Un tema caldo di questa estate, che pure di elementi di discussione ne avrebbe avuti molti altri (ma da anni la nostra politica sa operare il trucco di distogliere l’attenzione), è stato il decreto Lorenzin in tema di vaccinazioni ed in particolare sulla reintroduzione dell’obbligo vaccinale per dieci vaccinazioni.
Ora, da medico infettivologo sono perfettamente consapevole che i vaccini hanno rappresentato uno dei più grandi progressi medici della storia della medicina. Si tratta di interventi di salute pubblica con un grande ritorno in termini di salute, a basso costo e con bassi effetti collaterali.
Sono anche consapevole che la carenza vaccinale sta determinando il riaccendersi di focolai epidemici per malattie come il morbillo, che lungi dall’essere una patologia”per bambini” come è descritta nella narrazione popolare, è un’infezione severa gravata da consistenti complicanze anche a lungo termine.
Quindi non è sull’utilità delle vaccinazioni e sulla loro sicurezza, né sul numero di vaccini co-somministrati (la stimolazione immunitaria nel neonato assomiglia già in via naturale ad un ”bombardamento” e per fortuna la nostra specie è perfettamente attrezzata a rispondere proficuamente agli stimoli immunogeni) che trovo da discutere.
Due sono gli elementi che vorrei evidenziare.
Da un lato, il governo Renzi prima e il governo Gentiloni ora, ci stanno dando un raro esempio di incapacità legislativa promulgando editti che cozzano con l’impianto giuridico in vigore nel Paese e su cui è già intervenuta la Corte Costituzionale, in diversi. casi dichiarandone l’incostituzionalità.
Il decreto Lorenzin non fa eccezione e si conferma “figlio di cotanti padri”, basta pensare alla sventolata possibilità di togliere la patria potestà al genitore che rifiuta di vaccinare il figlio. Ma il diritto di famiglia italiano prevede che la patria potestà possa essere tolta in fattispecie ben diverse.
In sostanza il decreto apre la porta a numerose occasioni di contenzioso, che come al solito peseranno sui conti pubblici e in ultimo sulle nostre tasche. E mi taccio sull’aggravio di lavoro burocratico che ricadrà sugli Uffici di Igiene cui spetterà l’onere delle certificazioni vaccinali ad uso scolastico che fino ad ora non dovevano redigere, né mi risulta che saranno fatte assunzioni ad hoc (sarebbe almeno una ricaduta positiva di questi tempi) per evitare sovraccarichi di lavoro.
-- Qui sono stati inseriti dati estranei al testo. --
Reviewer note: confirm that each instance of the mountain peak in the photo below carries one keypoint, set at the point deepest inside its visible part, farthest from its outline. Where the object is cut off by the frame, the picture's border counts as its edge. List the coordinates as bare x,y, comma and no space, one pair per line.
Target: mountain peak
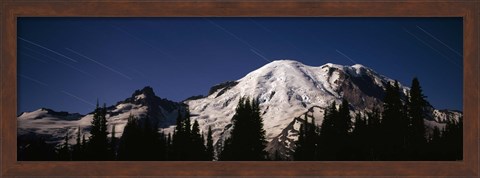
146,92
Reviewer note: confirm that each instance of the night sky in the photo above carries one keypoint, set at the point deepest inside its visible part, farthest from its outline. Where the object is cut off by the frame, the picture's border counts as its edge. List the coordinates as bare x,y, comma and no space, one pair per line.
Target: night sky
66,64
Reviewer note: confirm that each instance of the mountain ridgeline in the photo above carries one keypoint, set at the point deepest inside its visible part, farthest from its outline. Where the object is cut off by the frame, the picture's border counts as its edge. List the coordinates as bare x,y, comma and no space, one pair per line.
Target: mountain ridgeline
302,113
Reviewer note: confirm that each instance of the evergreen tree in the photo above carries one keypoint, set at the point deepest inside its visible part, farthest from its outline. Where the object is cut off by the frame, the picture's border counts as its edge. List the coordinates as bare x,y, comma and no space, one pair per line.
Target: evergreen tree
98,142
453,139
247,141
210,149
394,125
181,138
197,148
328,141
416,113
113,144
129,147
342,126
373,135
77,149
360,145
64,152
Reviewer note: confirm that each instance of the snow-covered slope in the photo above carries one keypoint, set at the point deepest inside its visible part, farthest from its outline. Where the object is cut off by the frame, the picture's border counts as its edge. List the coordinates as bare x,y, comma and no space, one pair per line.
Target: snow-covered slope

L’altro lato – e questo mi preoccupa molto – è stato il tono del dibattito che ha diviso le fazioni fra “colti” e “ignoranti”, mentre le sfumature erano evidenti. Per molti cittadini le perplessità sui vaccini erano una semplice richiesta di chiarimenti, informazioni e rassicurazioni che purtroppo trovano sempre meno tempi e modi di risposta, dato il perdurare dell’impoverimento di organico del Servizio Sanitario Nazionale. In tale senso, probabilmente, reintrodurre la visita con il medico in occasione del calendario vaccinale sarebbe stata la migliore risposta e il modo più efficace di aumentare l’adesione alle vaccinazioni.
Tuttavia la risposta istituzionale è stata arrogante, ha presentato modi da caccia alle streghe e non sono mancate voci autorevoli che suggerivano di fare votare solo chi ha un determinato grado di istruzione.
Così ho una domanda nella testa: quando reintrodurranno il diritto di voto in base al censo e al sesso?